BANGKA BARAT, Berita5.co.id — Malam yang semula diisi aktivitas memancing berubah menjadi kepanikan ketika seekor buaya tiba-tiba menerkam seorang remaja di kawasan muara Desa Mancung, Kecamatan Kelapa, Kabupaten Bangka Barat.
Randi Saputra (17) tengah memancing bersama temannya, Marwan (15), pada Selasa (25/8/2026) sekitar pukul 22.00 WIB. Tak disangka, dari dalam gelapnya perairan, seekor buaya muncul dan menerkam Randi.
Serangan itu berlangsung cepat. Buaya tersebut sempat menyeret tubuh Randi ke dalam air. Di tengah kepanikan, korban berusaha melawan sambil berteriak meminta pertolongan.
Marwan yang mendengar teriakan sahabatnya kemudian berusaha menarik kaki Randi. Upaya itu akhirnya berhasil. Randi dapat dibawa kembali ke tepian muara sebelum mendapatkan pertolongan.
Namun, serangan tersebut meninggalkan luka serius. Pergelangan tangan kiri Randi mengalami patah tulang akibat gigitan buaya. Korban kemudian mendapatkan perawatan medis dan dijadwalkan menjalani operasi di RSUD Depati Hamzah Pangkalpinang.
Kabar serangan buaya tersebut langsung mendapat perhatian Polsek Kelapa, Polres Bangka Barat. Setelah menerima informasi, personel kepolisian mendatangi lokasi kejadian untuk mengumpulkan informasi sekaligus memantau situasi.

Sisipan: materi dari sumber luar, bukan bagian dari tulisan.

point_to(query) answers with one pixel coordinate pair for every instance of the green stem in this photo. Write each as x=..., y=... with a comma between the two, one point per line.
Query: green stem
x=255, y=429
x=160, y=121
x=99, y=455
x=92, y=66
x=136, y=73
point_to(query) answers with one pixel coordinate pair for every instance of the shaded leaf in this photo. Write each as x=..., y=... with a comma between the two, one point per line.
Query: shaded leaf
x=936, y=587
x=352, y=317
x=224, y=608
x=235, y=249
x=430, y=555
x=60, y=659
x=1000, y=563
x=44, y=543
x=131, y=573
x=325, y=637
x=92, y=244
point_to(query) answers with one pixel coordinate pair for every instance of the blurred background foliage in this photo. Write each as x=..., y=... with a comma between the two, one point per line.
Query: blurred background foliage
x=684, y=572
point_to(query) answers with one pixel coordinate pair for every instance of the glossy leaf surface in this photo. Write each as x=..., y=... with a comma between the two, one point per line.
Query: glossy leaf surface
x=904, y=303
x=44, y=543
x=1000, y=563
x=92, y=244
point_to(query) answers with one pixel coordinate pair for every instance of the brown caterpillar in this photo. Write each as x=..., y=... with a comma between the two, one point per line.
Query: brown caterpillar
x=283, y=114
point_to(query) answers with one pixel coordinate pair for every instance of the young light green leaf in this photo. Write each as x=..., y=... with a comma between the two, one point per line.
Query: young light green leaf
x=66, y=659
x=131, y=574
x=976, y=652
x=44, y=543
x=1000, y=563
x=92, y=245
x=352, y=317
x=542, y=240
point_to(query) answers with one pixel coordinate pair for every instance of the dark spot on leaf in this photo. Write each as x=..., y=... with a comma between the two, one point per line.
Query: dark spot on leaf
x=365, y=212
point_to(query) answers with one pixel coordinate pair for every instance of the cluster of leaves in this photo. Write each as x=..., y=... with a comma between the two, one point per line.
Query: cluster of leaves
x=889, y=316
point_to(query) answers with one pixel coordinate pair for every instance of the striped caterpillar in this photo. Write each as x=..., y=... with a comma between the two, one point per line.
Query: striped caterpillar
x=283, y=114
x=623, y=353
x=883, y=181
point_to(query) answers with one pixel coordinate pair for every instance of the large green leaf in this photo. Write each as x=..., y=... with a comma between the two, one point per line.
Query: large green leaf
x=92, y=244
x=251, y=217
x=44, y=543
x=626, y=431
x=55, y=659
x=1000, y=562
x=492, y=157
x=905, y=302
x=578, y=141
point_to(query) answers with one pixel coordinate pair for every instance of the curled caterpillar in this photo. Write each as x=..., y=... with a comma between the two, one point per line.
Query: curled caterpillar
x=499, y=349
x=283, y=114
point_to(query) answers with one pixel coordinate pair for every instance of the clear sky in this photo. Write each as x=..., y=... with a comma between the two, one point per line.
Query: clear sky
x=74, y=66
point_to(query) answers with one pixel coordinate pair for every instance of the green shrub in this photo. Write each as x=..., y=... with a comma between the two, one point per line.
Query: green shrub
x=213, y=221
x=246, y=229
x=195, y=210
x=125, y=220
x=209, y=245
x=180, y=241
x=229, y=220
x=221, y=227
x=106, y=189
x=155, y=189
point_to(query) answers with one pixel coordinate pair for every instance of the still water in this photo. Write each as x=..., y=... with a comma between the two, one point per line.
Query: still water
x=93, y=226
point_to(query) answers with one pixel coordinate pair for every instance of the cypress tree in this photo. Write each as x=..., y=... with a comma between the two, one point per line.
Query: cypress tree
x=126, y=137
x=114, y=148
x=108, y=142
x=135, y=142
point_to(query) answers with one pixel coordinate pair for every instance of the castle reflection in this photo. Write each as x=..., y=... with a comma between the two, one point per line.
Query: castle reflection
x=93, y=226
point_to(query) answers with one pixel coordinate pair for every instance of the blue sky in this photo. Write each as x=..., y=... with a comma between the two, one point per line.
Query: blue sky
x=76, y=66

Kapolres Bangka Barat AKBP Helen Simanjuntak, S.H., S.I.K., M.H., melalui Kasi Humas Polres Bangka Barat Iptu Yos Sudarso mengatakan, personel Polsek Kelapa bersama Unit Intelkam dan Bhabinkamtibmas Desa Mancung telah melakukan pengecekan di lokasi.
“Anggota Polsek Kelapa bersama Unit Intelkam dan Bhabinkamtibmas Desa Mancung telah mendatangi lokasi, mendatangi keluarga korban, meminta keterangan saksi, serta melakukan monitoring situasi kamtibmas,” kata Iptu Yos, Rabu (26/8/2026).
Kehadiran polisi bukan hanya untuk memastikan kronologi kejadian, tetapi juga meredam keresahan warga yang mulai khawatir terhadap keberadaan buaya di sekitar muara.